Living trusts are generally revocable by the settlor, which means that they can be changed or revoked by the settlor during their lifetime. Under some circumstances, however, a trust may be revocable even after the settlor has died. For example, the settlor of a trust may provide for their surviving spouse to amend or revoke the trust, even after their death. The settlor may also grant the surviving spouse a general power of appointment, which would entitle them to exercise broad discretion in distributing trust funds, or they may grant them special or limited power of appointment, which would entitle them to make discretionary distributions to specified beneficiaries.
At the end of the day, whether or not the successor trustee has the power to revoke or amend the trust will depend entirely on the terms of the trust. If the terms of the trust are unclear, it is crucial for successor trustees to consult with a qualified probate lawyer before proceeding with making changes to the trust.
Trust Protector Discretion
A common feature of contemporary estate plans is a provision calling for the appointment of a trust protector. Trust protectors are independent third parties appointed by the settlor, trustee, trust beneficiaries or the court, and they are generally hired to evaluate the validity of a proposed change to a trust. If the trust protector approves the proposed change to a trust, they will either sign the change into effect or seek approval from the court to execute the proposed change.

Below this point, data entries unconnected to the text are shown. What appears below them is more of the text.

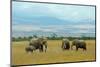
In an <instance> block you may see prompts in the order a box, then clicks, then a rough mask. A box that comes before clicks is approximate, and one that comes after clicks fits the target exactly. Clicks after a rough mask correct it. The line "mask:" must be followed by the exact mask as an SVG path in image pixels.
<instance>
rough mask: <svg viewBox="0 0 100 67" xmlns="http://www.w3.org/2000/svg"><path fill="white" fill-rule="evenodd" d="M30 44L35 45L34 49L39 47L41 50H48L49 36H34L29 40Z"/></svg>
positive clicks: (42, 50) (35, 48)
mask: <svg viewBox="0 0 100 67" xmlns="http://www.w3.org/2000/svg"><path fill="white" fill-rule="evenodd" d="M29 46H33V47H34V50H36V49H39V51H40V52H43V50H44V49H45V52H46V50H47V38H43V37H42V38H32V39H31V40H30V42H29Z"/></svg>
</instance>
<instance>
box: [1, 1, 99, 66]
mask: <svg viewBox="0 0 100 67" xmlns="http://www.w3.org/2000/svg"><path fill="white" fill-rule="evenodd" d="M31 1H32V0H31ZM34 1H41V2H42V1H43V2H57V3H71V4H88V5H96V6H97V23H96V24H97V61H96V62H84V63H68V64H53V65H39V66H37V67H40V66H41V67H44V66H45V67H52V66H53V67H57V66H58V67H66V66H67V67H75V66H77V67H80V66H81V67H84V66H87V67H89V66H90V67H98V66H99V65H100V5H99V4H100V0H34ZM0 67H10V0H0ZM25 67H33V66H25Z"/></svg>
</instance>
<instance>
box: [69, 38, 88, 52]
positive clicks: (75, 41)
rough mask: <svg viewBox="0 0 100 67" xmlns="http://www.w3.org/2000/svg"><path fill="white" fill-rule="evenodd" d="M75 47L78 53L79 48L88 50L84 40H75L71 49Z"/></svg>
mask: <svg viewBox="0 0 100 67" xmlns="http://www.w3.org/2000/svg"><path fill="white" fill-rule="evenodd" d="M73 46H76V51H77V50H78V48H82V49H83V50H86V42H85V41H84V40H78V39H75V40H73V41H72V45H71V49H73Z"/></svg>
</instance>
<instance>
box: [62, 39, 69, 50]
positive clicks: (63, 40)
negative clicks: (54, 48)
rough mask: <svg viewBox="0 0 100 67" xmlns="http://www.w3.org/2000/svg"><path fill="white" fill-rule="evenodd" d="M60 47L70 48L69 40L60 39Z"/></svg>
mask: <svg viewBox="0 0 100 67" xmlns="http://www.w3.org/2000/svg"><path fill="white" fill-rule="evenodd" d="M62 49H63V50H69V49H70V42H69V40H68V39H63V40H62Z"/></svg>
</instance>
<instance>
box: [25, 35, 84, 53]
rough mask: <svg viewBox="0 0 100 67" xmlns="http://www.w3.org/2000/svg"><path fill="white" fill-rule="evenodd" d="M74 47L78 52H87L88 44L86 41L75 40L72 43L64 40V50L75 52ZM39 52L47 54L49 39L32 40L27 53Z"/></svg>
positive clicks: (35, 38)
mask: <svg viewBox="0 0 100 67" xmlns="http://www.w3.org/2000/svg"><path fill="white" fill-rule="evenodd" d="M73 46H75V47H76V51H77V50H78V49H79V48H81V49H83V51H84V50H86V42H85V41H84V40H79V39H75V40H73V41H72V43H70V41H69V40H68V39H62V45H61V49H62V50H70V49H71V50H73ZM37 49H38V50H39V52H46V51H47V38H43V37H42V38H32V39H31V40H30V41H29V46H28V47H26V48H25V51H26V52H31V53H32V52H33V51H35V50H37Z"/></svg>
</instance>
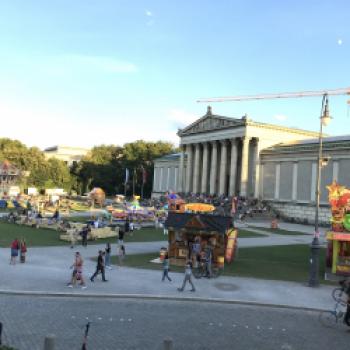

If the terms of an irrevocable trust do not provide for the successor trustee to amend or revoke the trust, but amending or revoking the trust is the most logical course of action (e.g., if the trust is no longer serving its purpose or the cost of administration is exorbitant), the successor trustee or beneficiaries of the trust can petition the court to have the trust modified or altogether terminated.
Disposing of All Trust Property
If all the property held by the trust is either sold or disposed of by the trustee, the trust may be effectively terminated on account of it no longer serving a purpose. While this does not amount to the trustee changing or revoking a trust, it does point to the right of a trustee to terminate a trust that no longer holds assets.